The Body Shop Wild Argan Oil
masło do ciała

28 sierpnia 2015


Off, kolejny off, ale szczerze już teraz jest mi wszystko jedno. Jedną noga jestem już w Polsce i myślę tylko o powrocie do domu <3. Jeszcze z dwa razy mogłabym iść do roboty, żeby hajsy się zgadzały i holidayi było więcej, ale bez spiny. Primark zawsze znajdzie dla mnie rozrywkę, kiedy się nudzę, jak np. za godzinę haha. Ważne, że pogoda tragiczna nie jest i mam z kim wyjść na miasto, a potem już tylko obiad będzie moim głównym zmartwieniem, ale to nic :D. Zapraszam Was na recenzję balsamu do ciała. Mam nadzieję, że teraz w trakcie moich offów będę mieć więcej czasu i będę mogła napisać to wszystko co mam w głowie ;).

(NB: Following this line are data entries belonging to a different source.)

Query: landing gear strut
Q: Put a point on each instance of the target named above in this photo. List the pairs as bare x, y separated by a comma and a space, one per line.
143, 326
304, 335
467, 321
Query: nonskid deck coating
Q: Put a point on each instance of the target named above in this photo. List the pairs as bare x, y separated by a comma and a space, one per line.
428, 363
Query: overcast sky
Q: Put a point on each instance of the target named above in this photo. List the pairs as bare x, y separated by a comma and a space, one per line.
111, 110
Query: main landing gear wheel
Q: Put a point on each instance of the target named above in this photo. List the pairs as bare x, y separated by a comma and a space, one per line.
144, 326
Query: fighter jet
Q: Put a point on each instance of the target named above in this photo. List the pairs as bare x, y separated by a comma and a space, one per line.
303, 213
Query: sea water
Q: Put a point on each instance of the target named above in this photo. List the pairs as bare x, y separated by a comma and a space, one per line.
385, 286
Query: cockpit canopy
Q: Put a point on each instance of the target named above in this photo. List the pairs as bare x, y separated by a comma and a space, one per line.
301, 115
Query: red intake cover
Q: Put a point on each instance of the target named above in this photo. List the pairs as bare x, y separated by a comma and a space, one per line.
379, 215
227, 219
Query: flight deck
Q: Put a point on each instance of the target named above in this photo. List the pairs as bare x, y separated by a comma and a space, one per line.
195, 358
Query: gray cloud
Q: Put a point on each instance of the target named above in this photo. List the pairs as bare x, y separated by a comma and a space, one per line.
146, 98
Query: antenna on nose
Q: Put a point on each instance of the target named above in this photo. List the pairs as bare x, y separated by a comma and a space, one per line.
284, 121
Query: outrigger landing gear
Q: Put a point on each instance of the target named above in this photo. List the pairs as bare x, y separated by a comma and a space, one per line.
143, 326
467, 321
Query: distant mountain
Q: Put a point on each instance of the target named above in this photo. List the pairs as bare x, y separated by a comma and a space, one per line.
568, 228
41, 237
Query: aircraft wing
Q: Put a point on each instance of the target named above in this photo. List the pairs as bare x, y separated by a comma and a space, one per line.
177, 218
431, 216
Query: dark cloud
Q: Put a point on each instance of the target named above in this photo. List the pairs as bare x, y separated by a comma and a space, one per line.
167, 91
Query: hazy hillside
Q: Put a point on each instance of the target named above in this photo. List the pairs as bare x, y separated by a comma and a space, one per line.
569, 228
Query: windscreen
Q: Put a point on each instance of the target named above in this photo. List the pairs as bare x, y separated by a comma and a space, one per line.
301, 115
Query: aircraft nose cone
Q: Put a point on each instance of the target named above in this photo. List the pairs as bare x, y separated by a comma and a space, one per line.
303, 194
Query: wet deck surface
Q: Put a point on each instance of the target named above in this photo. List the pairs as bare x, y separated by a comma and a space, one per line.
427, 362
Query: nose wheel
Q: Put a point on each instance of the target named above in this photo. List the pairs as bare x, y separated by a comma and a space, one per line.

A jak na razie, zapraszam do czytania ;) !

The Body Shop
Masło do ciała z olejkiem arganowym


Cena: 59,90zł
Pojemność: 200ml

Od producenta: Nawilżające masło wzbogacone olejem arganowym z Maroka to luksusowy rytuał piękna dla Twojego ciała. Zapewnia 24 godzinne nawilżenie, sprawia, że skóra staje się miękka i gładka.
Olej arganowy, dzięki zawartości kwasów tłuszczowych nawilża, regeneruje i chroni skórę. 
Głęboko w afrykańskich górach Atlas, na terenie Maroka, rośnie dzikie drzewo arganowe - to jedyne miejsce, gdzie występuje ono w sposób naturalny. Tutaj berberyjskie kobiety ręcznie zbierają i pieczołowicie rozłupują orzechy najwyższej jakości, z których następnie powoli wyciska się ekstrakt - przejrzysty olej, gotowy do wykorzystania przy produkcji nowej linii Argan Oil Bath & Bodycare od The Body Shop. 
Skład: Aqua/Water/Eau (Solvent), Butyrospermum Parkii Butter/Butyrospermum Parkii (Shea) Butter (Skin Conditioning Agent - Emollient), Theobroma Cacao Seed Butter/Theobroma Cacao (Cocoa) Seed Butter (Emollient), Glycerin (Humectant), Cetearyl Alcohol (Emulsifier), Glyceryl Stearate (Emulsifier), PEG-100 Stearate (Surfactant), Orbignya Oleifera Seed Oil (Emollient), C12-15 Alkyl Benzoate (Emollient), Ethylhexyl Palmitate (Skin Conditioning Agent), Cera Alba/Beeswax/Cire d’abeille (Emulsifier/Emollient), Argania Spinosa Kernel Oil (Skin-Conditioning Agent), Dimethicone (Skin Conditioning Agent), Parfum/Fragrance (Fragrance), Caprylyl Glycol (Skin Conditioning Agent), Phenoxyethanol (Preservative), Xanthan Gum (Viscosity Modifier), Disodium EDTA (Chelating Agent), Sodium Hydroxide (pH Adjuster), Coumarin (Fragrance Ingredient), Citric Acid (pH Adjuster), CI 15985/Yellow 6 (Colorant), CI 19140/Yellow 5 (Colorant).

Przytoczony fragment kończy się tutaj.